La documentada vida de la liliputiense mexicana Lucía Zárate le sirve a Jordi Soler, también mexicano aunque de ascendencia catalana, como marco para su última novela, un texto que tiene como verdadero protagonista al ficticio representante de la artista, Cristino Lobatón. Ambos, vedet y agente, provienen del México más deprimido de finales del siglo XIX, y buscarán en su vecino norteamericano la manera de superar sus orígenes. “Lucía Zárate es el cuerpo eléctrico, la electricidad que transpira es lo que pone en movimiento esta historia”, afirma el narrador Soler de quien, con apenas medio metro de proporcionada humanidad, resulta ser “el generador de luz que alumbra la biografía del empresario”.
Pero ese ‘cuerpo eléctrico’ que da título al libro de Soler y a las memorias de Lobatón, es también la imagen elegida para representar un mundo en el que todo está conectado. Tomado de un poema de Whitman, el recurrente concepto pretende ser expresión de una mística de la naturaleza de raíz oriental que, en el siglo XIX, se apoyaba torpemente en el fluido universal y el magnetismo animal del mesmerismo, y que, en el XX, encontró sustento en la Hipótesis Gaia o en la Teoría del Caos. Así, bajo el influjo de un amigo frenólogo y de su herencia indígena, y aquejado del vértigo de la modernidad, el floreciente empresario se sentirá atraído por la forma de vida de los nativos que encontrará en su periplo americano.
Soler quiere hacer sentir al lector, a través de sus personajes, esa tensión entre el mundo primigenio y el industrial que avanza imparable, y en ningún lugar de forma tan implacable como en aquellos Estados Unidos de fin de siglo. Pero esa tensión fluye también entre el México subdesarrollado y la América racista en la que los protagonistas triunfan, o entre la compañía de freaks de la que forma parte Lucía y el público que acude a contemplarlos. Es, en todos los casos, una fuerza incontrolable de atracción-repulsión.
La triste realidad del ‘freak show’ queda patente en las duras condiciones de vida de una troupe que incluye, además de a otras pequeñas rarezas de la estirpe de Lucía, a una mujer hirsuta, un hombre elefante, una pareja de siameses unidos por la cintura o algún que otro gigante. Soler nos informa de sus biografías en un intento de evitar situar al lector como mero espectador de fenómenos de feria, pero sin despreciar el impacto de unas imágenes ya para siempre unidas a las del film de Tod Browning, o a las de los relatos de Flannery O’Connor.

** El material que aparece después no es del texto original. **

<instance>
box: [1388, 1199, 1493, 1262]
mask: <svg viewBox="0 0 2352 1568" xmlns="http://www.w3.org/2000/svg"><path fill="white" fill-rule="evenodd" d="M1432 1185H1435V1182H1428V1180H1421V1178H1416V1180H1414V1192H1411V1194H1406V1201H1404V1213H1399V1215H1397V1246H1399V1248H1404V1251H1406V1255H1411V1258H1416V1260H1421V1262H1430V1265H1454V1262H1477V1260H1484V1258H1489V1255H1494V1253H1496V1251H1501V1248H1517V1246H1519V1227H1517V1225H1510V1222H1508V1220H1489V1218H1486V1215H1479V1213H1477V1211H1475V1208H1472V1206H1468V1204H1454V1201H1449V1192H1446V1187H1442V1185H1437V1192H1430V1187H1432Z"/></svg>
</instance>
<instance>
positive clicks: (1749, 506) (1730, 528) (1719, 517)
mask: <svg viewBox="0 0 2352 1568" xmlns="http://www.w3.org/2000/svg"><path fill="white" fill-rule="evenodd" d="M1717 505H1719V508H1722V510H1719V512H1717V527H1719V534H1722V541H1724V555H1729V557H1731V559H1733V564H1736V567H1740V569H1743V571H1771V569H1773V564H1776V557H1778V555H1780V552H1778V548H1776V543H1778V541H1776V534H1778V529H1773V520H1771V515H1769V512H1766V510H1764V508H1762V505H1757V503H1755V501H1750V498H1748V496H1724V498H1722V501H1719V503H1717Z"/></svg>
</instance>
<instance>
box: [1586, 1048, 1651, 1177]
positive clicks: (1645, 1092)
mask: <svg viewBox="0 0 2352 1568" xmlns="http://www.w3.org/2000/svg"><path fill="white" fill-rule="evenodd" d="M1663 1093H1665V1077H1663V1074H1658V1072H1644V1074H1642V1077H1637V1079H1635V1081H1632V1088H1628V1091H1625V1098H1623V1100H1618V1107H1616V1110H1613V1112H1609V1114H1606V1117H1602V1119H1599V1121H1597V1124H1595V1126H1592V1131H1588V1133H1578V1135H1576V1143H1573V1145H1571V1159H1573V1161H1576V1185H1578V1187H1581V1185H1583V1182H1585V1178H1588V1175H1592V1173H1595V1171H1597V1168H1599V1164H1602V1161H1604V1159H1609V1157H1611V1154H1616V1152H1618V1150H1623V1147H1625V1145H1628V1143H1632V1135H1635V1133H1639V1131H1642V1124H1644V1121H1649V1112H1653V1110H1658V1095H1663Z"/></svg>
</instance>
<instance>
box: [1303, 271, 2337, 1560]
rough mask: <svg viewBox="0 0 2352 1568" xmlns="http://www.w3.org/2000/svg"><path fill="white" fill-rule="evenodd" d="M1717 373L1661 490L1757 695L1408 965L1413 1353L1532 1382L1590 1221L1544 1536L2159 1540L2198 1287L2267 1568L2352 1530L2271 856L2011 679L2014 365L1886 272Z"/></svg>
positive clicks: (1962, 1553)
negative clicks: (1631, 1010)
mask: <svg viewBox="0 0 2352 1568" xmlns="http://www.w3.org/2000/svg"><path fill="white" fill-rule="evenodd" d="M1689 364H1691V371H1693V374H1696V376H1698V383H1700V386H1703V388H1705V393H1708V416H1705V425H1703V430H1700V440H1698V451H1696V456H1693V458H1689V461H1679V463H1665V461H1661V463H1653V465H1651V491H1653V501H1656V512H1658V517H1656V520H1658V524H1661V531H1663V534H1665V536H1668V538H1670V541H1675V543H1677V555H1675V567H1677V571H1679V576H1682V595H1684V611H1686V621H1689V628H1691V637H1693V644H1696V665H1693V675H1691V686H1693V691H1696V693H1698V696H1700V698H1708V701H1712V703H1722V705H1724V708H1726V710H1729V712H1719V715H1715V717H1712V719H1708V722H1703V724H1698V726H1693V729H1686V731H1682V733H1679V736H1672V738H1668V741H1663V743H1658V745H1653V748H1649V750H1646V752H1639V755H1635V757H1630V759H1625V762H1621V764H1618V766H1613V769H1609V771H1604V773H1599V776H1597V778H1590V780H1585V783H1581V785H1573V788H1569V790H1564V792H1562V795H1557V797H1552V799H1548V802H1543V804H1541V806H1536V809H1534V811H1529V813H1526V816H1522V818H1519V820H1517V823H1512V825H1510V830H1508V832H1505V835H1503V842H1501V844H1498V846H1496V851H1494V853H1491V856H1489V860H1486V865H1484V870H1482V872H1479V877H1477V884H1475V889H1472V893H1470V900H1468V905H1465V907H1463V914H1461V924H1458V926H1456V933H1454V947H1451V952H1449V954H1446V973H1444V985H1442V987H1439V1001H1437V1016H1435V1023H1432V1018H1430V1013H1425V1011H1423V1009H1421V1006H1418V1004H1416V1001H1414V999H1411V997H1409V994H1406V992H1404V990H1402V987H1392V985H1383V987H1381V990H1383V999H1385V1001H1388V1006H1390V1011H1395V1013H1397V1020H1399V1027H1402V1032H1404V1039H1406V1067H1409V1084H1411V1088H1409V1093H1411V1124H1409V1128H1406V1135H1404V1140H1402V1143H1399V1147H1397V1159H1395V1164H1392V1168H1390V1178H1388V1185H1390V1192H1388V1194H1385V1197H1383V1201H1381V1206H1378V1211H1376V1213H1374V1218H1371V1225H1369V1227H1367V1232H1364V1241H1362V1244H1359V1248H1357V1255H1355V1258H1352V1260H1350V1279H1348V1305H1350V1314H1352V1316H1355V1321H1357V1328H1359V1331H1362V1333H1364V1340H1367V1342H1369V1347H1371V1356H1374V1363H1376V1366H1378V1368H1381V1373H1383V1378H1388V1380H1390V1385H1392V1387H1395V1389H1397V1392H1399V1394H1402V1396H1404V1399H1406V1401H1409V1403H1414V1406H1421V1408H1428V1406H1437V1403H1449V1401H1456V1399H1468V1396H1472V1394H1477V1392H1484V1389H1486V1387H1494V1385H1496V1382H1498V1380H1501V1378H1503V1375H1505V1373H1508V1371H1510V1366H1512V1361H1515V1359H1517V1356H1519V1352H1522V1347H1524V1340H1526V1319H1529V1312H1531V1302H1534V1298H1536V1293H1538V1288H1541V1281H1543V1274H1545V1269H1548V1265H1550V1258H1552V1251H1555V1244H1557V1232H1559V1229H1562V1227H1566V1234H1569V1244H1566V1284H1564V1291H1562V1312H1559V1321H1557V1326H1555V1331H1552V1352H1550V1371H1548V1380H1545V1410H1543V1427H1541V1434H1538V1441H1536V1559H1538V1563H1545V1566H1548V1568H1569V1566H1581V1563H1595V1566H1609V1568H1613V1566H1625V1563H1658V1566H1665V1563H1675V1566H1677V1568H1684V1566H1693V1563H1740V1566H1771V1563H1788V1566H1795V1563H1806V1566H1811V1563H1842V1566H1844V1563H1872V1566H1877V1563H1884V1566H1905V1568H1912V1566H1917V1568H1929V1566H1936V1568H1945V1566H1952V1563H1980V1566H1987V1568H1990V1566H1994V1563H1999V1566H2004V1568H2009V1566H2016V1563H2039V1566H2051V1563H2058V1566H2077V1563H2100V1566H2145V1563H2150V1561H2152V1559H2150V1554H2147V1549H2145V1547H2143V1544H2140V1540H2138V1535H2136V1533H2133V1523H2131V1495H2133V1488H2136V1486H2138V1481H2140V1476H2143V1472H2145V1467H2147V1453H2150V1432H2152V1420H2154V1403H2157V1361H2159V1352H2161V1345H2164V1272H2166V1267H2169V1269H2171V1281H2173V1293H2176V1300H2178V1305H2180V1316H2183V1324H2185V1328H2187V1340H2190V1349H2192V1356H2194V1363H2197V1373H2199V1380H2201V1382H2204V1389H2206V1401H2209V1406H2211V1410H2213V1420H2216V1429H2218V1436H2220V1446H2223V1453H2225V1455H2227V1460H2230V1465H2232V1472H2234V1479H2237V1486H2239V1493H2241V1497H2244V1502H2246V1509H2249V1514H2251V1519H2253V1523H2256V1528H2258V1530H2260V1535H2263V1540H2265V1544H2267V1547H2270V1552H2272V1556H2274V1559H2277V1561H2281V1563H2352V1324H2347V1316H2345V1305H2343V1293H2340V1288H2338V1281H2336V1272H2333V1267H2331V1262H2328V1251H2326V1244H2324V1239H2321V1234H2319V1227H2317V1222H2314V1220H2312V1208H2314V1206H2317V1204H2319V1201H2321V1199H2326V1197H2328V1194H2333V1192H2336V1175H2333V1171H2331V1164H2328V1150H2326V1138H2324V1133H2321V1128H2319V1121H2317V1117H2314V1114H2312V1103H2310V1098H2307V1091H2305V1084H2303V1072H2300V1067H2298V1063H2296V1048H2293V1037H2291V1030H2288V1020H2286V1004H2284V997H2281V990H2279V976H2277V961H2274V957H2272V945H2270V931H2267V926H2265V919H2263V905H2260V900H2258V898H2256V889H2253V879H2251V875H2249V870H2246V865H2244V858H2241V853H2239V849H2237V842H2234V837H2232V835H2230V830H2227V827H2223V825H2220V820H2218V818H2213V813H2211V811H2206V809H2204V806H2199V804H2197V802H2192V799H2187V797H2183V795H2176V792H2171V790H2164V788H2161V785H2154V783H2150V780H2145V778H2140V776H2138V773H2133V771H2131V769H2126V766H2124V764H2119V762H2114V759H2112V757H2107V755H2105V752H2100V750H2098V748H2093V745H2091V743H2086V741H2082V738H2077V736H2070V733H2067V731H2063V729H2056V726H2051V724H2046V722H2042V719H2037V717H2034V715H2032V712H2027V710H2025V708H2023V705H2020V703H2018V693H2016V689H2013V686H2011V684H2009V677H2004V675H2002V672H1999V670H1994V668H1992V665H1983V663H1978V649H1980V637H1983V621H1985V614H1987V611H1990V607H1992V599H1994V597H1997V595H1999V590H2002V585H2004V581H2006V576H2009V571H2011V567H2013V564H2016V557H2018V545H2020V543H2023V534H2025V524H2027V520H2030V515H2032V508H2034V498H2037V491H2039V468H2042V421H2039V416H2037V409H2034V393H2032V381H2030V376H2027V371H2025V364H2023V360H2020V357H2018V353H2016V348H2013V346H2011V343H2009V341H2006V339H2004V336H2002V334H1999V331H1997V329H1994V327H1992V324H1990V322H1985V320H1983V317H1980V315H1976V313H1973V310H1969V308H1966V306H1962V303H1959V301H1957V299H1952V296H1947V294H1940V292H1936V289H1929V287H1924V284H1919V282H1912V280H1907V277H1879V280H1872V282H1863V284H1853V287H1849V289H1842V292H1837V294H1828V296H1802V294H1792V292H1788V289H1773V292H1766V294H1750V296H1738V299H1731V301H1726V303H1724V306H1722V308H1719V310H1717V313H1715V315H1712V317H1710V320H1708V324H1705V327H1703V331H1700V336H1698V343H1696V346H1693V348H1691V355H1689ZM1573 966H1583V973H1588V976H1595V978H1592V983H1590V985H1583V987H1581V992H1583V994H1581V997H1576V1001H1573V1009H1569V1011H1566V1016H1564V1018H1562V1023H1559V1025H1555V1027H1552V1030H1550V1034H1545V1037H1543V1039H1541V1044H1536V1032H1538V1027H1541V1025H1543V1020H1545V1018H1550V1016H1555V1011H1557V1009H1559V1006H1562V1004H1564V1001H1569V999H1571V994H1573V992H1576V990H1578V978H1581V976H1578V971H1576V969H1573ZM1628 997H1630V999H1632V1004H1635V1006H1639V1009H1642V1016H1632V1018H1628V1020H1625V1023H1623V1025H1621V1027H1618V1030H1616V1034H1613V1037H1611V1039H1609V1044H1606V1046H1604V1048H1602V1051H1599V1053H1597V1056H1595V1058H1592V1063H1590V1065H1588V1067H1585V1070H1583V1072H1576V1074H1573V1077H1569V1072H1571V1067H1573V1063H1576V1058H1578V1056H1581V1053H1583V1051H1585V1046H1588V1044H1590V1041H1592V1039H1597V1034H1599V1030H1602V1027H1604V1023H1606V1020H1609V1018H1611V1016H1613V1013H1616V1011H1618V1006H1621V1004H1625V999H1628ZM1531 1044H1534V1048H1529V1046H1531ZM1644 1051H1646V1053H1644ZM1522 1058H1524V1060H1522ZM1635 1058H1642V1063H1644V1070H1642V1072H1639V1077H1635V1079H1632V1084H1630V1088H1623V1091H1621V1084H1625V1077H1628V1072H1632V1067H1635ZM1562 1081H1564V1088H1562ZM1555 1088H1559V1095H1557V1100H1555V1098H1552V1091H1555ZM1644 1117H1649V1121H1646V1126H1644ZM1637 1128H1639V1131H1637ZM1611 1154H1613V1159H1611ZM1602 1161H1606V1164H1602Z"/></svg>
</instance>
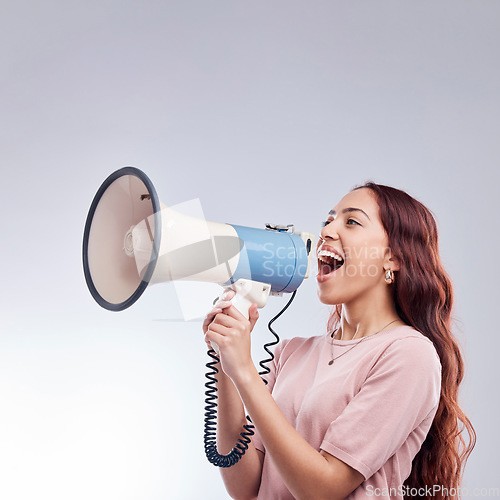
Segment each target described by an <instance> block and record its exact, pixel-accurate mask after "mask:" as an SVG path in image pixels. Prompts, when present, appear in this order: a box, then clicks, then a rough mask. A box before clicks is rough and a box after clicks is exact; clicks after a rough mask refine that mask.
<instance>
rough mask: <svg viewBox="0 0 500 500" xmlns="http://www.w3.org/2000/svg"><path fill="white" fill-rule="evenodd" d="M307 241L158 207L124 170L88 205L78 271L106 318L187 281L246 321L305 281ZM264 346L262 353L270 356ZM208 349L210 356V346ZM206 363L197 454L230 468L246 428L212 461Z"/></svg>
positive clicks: (131, 171) (111, 178)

De otra histórica liliputiense, la cubana Espiridiona Cenda, se ocupó su compatriota Antonio Orlando Rodríguez en ‘Chiquita’, la novela con la que obtuvo el Premio Alfaguara en 2008. Como el texto del mexicano, este también parte del hallazgo fortuito de una supuesta biografía incompleta cuyos huecos intenta rellenar el autor, con la ayuda de un testigo de primera mano en el caso de Rodríguez, y mediante una investigación casi detectivesca en el de Soler. Pero a partir de aquí las narraciones divergen: ‘Chiquita’ es una amena novela de aventuras con el abigarrado interior de un folletín decimonónico y la ligereza superficial de un relato oral, pero centrada en la figura de su protagonista, mientras que ‘El cuerpo eléctrico’ aspira a trascender el anecdotario exótico para apuntar a posibles simbolismos.
En la segunda parte de la novela, Lobatón, amparado en el negocio del espectáculo, aprovechará los continuos desplazamientos ferroviarios de costa a costa, para convertirse en un próspero traficante de opio en detrimento de sus actividades empresariales. Y ahí será donde intervenga el Soler investigador como personaje, un papel que, junto a la mezcla isiguientericable de realidad y ficción que propone, le aproxima, sin menoscabo alguno, a su compañero en la Orden del Finnegans, el paladín de la impostura literaria Vila-Matas.